Writing New Media
Anne Frances Wysocki, Johndan Johnson-Eilola, Cynthia L. Selfe, & Geoffrey Sirc
276 pages
Published: 2004
ISBN 978-0-87421-575-5
paper $26.95
ISBN 978-0-87421-493-2
e-Book $18.00
Writing New Media
Theory and Applications for Expanding the Teaching of Composition
Also by Anne Frances Wysocki - composing(media) = composing(embodiment)
With the rapid advance of electronic media in academe, in the writing classroom, and in the workplace, college teachers of composition are faced with the need to teach writing for a number of new venues, with a number of new technologies. The four authors of Writing New Media address the expansion of their field by proposing an expanded vision of composition-one informed by what's possible in new media and by the changing conceptions of "composition" those new media bring. And they offer practical applications taken from their own classroom assignments to make their theorizing more concrete.
As new media mature, the changes they bring to writing in college are many and suggest implications not only for the tools of writing, but also for the contexts, personae, and conventions of writing. An especially visible change has been the increase of visual elements-from typographic flexibility to the easy use and manipulation of color and images. Another would be in the scenes of writing-web sites, presentation "slides," email, online conferencing and coursework, even help files, all reflect non-traditional venues that new media have brought to writing. By one logic, we must reconsider traditional views even of what counts as writing; a database, for example, could be a new form of written work.
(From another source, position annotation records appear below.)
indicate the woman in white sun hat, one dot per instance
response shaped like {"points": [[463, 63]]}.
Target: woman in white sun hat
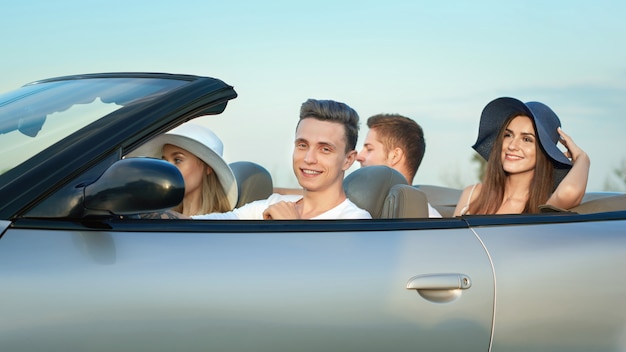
{"points": [[210, 184]]}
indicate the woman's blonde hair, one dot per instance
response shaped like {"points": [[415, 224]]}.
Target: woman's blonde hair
{"points": [[213, 198]]}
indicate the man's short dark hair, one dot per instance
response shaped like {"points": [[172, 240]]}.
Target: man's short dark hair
{"points": [[333, 111]]}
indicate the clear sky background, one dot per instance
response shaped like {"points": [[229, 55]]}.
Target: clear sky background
{"points": [[438, 62]]}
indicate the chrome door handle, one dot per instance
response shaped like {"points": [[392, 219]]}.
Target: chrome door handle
{"points": [[439, 288]]}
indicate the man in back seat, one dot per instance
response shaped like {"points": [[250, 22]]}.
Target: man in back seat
{"points": [[395, 141]]}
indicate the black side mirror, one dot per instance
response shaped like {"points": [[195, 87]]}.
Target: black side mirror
{"points": [[135, 185]]}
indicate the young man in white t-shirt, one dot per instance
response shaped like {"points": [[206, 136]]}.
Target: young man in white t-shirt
{"points": [[324, 149]]}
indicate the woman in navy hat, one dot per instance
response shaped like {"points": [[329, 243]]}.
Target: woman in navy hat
{"points": [[525, 167]]}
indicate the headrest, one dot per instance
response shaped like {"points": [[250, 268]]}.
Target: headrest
{"points": [[254, 182], [368, 187]]}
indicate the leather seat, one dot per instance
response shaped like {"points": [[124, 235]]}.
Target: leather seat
{"points": [[385, 194], [254, 182]]}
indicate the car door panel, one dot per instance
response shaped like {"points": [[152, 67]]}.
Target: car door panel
{"points": [[104, 290]]}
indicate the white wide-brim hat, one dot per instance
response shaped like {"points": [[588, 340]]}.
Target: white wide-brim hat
{"points": [[201, 142]]}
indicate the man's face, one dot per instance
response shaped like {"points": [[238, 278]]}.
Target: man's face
{"points": [[373, 152], [319, 154]]}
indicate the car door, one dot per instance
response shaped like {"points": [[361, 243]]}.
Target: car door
{"points": [[560, 283], [244, 285]]}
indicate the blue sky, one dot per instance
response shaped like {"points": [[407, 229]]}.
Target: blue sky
{"points": [[438, 62]]}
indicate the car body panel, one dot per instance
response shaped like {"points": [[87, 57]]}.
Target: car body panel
{"points": [[233, 290], [559, 287], [81, 270]]}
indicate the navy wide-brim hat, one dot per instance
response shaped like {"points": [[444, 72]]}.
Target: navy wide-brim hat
{"points": [[546, 122]]}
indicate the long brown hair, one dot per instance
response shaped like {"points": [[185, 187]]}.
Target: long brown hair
{"points": [[214, 197], [492, 191]]}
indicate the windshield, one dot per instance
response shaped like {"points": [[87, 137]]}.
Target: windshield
{"points": [[34, 117]]}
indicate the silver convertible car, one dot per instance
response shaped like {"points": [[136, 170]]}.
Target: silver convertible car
{"points": [[81, 271]]}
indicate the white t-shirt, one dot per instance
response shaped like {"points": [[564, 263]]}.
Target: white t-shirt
{"points": [[254, 210]]}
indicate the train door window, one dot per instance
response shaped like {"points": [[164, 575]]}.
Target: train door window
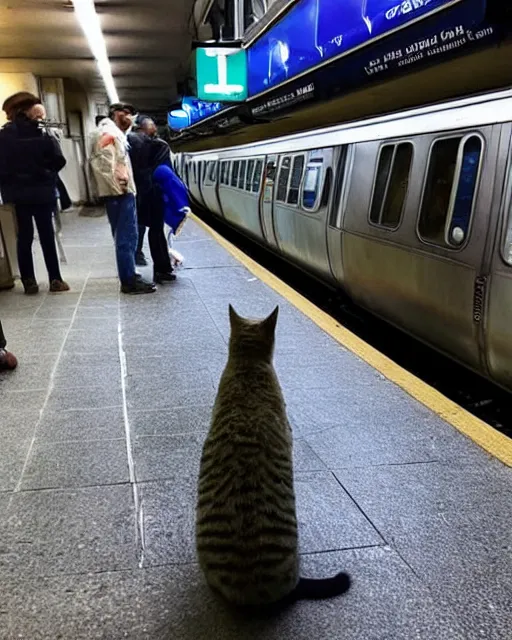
{"points": [[256, 178], [282, 181], [241, 176], [296, 179], [227, 167], [213, 170], [234, 174], [326, 191], [449, 194], [507, 247], [341, 184], [312, 182], [248, 178], [391, 184]]}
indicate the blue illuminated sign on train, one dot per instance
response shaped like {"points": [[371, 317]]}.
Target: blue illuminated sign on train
{"points": [[316, 31], [192, 111]]}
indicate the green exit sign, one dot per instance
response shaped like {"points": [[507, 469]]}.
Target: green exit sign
{"points": [[221, 74]]}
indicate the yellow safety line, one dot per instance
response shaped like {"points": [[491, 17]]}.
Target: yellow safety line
{"points": [[485, 436]]}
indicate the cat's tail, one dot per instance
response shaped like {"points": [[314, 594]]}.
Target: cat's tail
{"points": [[323, 588]]}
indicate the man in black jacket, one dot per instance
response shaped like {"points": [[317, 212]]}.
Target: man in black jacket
{"points": [[29, 166], [146, 153]]}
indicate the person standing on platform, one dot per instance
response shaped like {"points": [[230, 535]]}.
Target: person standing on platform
{"points": [[112, 170], [7, 359], [30, 161], [147, 152], [144, 125]]}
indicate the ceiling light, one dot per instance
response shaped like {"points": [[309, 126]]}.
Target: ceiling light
{"points": [[90, 23]]}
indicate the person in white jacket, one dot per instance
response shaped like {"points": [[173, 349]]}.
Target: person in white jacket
{"points": [[112, 171]]}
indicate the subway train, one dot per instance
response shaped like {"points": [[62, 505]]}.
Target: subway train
{"points": [[409, 213]]}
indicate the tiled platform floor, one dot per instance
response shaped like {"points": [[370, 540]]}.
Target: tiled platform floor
{"points": [[101, 430]]}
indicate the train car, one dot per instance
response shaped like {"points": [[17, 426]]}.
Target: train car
{"points": [[409, 213]]}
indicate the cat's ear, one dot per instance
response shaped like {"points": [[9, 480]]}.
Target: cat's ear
{"points": [[269, 324], [234, 318]]}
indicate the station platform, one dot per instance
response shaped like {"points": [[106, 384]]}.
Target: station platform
{"points": [[101, 429]]}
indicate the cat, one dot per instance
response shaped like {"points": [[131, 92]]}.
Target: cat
{"points": [[246, 527]]}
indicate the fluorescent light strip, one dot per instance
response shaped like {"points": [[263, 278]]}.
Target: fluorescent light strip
{"points": [[90, 23]]}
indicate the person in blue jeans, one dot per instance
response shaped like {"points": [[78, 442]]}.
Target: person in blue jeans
{"points": [[112, 170]]}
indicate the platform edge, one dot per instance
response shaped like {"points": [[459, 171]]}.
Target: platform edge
{"points": [[492, 441]]}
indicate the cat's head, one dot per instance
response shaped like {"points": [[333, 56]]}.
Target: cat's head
{"points": [[253, 336]]}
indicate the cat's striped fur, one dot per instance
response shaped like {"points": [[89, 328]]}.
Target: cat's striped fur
{"points": [[246, 529]]}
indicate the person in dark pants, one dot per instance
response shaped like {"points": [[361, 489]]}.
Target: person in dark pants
{"points": [[7, 359], [29, 164], [112, 170], [146, 126], [146, 153]]}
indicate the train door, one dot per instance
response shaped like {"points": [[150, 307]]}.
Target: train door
{"points": [[267, 201], [498, 313], [342, 161]]}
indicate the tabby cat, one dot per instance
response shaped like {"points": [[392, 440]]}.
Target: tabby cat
{"points": [[246, 529]]}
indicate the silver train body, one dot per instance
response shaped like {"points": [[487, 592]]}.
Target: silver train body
{"points": [[409, 213]]}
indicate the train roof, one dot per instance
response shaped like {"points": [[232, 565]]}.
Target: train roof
{"points": [[465, 113]]}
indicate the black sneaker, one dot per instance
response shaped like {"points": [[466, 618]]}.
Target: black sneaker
{"points": [[138, 287], [140, 259], [31, 287], [167, 276]]}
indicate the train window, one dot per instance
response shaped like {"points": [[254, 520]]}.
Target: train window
{"points": [[312, 183], [391, 184], [241, 176], [296, 179], [248, 178], [256, 178], [282, 182], [507, 247], [271, 170], [234, 173], [227, 174], [326, 192], [448, 197]]}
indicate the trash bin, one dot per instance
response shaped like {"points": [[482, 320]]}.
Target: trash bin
{"points": [[7, 247]]}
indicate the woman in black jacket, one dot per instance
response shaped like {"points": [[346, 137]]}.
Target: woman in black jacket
{"points": [[29, 166]]}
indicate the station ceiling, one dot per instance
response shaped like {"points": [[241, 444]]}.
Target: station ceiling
{"points": [[148, 44]]}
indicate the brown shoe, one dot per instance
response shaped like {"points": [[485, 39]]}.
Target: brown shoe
{"points": [[7, 360], [57, 286]]}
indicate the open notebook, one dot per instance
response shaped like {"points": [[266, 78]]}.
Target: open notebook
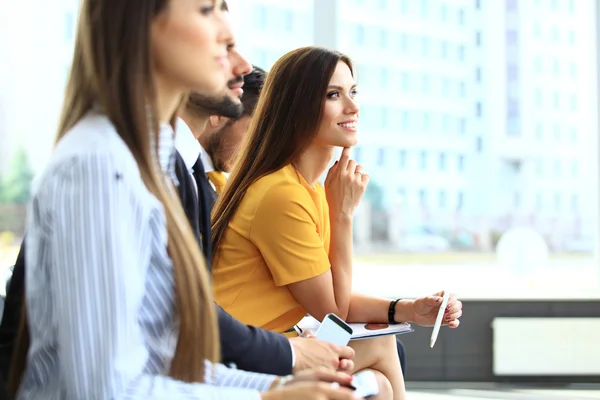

The authors of Writing New Media bring these ideas and the changes they imply for writing instruction to the audience of rhetoric/composition scholars. Their aim is to expand the college writing teacher's understanding of new media and to help teachers prepare students to write effectively with new media beyond the classroom. Each chapter in the volume includes a lengthy discussion of rhetorical and technological background, and then follows with classroom-tested assignments from the authors' own teaching.
A significant contribution to composition studies, this work is one of the first major volumes to address this area with both theory and practice in mind. In addition, the structure of the book is unique, even trend-setting. In a field where the volume of collected essays is the dominant genre, these four writers have created a multi-author book with the diversity of a collection but the depth and coherence of a monograph.